Text-based programs are also useful in the field of nutrition, where private companies and public-health organizations have embraced them as a way to give advice on healthy eating and weight loss. The National Cancer Institute runs a text-based program called SmokefreeTXT that sends US adults between three and five messages per day for up to eight weeks, to help them quit smoking.

Texting programs can be a good way to nudge people toward improving their mental health, too. Crisis Text Line, for example, was the first national 24/7 crisis-intervention hotline to conduct counseling conversations entirely over text. As Alice Gregory writes in The New Yorker, texting can be a therapeutic medium through which to discuss difficult emotional problems:

The act of writing, even if the product consists of only a hundred and forty characters composed with one’s thumbs, forces a kind of real-time distillation of emotional chaos. A substantial body of research confirms the efficacy of writing as a therapeutic intervention, and although tapping out a text message isn’t the same as keeping a diary, it can act as a behavioral buffer, providing distance between a person and intense, immediate, and often impulsive feelings. Communication by text message is halting and asynchronous, which can be frustrating when you’re waiting for a reply but liberating when you don’t want to respond.
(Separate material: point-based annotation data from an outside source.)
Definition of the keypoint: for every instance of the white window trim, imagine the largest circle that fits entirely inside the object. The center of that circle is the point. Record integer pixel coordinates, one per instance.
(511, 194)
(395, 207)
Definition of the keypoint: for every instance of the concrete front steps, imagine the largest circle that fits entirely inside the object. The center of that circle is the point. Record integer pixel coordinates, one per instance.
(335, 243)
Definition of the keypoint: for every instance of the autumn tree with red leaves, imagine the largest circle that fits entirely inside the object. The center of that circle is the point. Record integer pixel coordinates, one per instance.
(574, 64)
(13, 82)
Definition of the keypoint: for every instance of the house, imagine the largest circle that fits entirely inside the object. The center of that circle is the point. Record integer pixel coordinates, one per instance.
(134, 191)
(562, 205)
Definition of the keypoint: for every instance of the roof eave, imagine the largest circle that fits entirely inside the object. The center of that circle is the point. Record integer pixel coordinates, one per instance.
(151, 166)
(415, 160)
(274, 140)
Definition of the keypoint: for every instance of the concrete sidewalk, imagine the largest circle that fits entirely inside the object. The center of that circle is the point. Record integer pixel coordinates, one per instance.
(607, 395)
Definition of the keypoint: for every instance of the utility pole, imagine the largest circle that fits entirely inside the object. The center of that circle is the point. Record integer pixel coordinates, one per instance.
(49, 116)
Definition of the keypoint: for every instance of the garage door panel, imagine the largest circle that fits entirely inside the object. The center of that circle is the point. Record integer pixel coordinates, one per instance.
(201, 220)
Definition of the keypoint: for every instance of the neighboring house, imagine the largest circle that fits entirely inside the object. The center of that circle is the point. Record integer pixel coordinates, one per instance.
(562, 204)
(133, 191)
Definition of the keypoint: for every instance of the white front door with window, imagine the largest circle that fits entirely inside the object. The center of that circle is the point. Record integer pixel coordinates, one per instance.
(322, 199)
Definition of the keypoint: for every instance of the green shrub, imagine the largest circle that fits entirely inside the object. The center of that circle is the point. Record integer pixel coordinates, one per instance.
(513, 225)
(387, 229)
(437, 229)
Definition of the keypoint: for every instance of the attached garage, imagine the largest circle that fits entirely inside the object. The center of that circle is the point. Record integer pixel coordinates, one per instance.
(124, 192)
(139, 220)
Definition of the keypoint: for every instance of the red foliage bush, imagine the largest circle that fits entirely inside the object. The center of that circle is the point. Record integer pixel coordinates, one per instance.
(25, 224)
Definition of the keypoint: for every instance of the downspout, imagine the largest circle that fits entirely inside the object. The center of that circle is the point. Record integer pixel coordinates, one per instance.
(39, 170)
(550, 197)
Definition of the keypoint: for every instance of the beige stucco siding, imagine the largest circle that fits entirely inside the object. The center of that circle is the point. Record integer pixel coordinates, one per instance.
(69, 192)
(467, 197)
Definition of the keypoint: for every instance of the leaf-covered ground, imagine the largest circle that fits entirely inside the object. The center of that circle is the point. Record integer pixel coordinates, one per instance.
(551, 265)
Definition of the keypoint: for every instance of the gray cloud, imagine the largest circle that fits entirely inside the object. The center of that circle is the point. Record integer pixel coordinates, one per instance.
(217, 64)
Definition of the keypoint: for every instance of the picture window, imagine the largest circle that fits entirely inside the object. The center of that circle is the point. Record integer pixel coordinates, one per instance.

Harvard’s Todd Rose says those insights ring true, adding that the “value proposition for texting isn’t limited to texting.” While there are downsides to discussing mental health in this format—quality control and accessibility among them—text-based programs such Crisis Text Line or Talkspace have proliferated because they aim to help people in an affordable and direct way. There’s also something to be said for the liberating nature of texts; precisely because texting facilitates a level of emotional distance, such messages can be useful when trying to deal with personal or private issues.

Texting is useful for positive nudging in part because our phones are always with us. But texting is successful at positive nudging because it takes advantage of our smartphones’ ubiquity without exploiting it. A person calling us up constantly with reminders might be annoying or intrusive. But an opt-in program that gives us the information we need, when we need it and without much disruption, feels like a choice we’ve made to benefit our future selves. That’s why text-based programs have the potential to re-shape human behavior, one little green bubble at a time.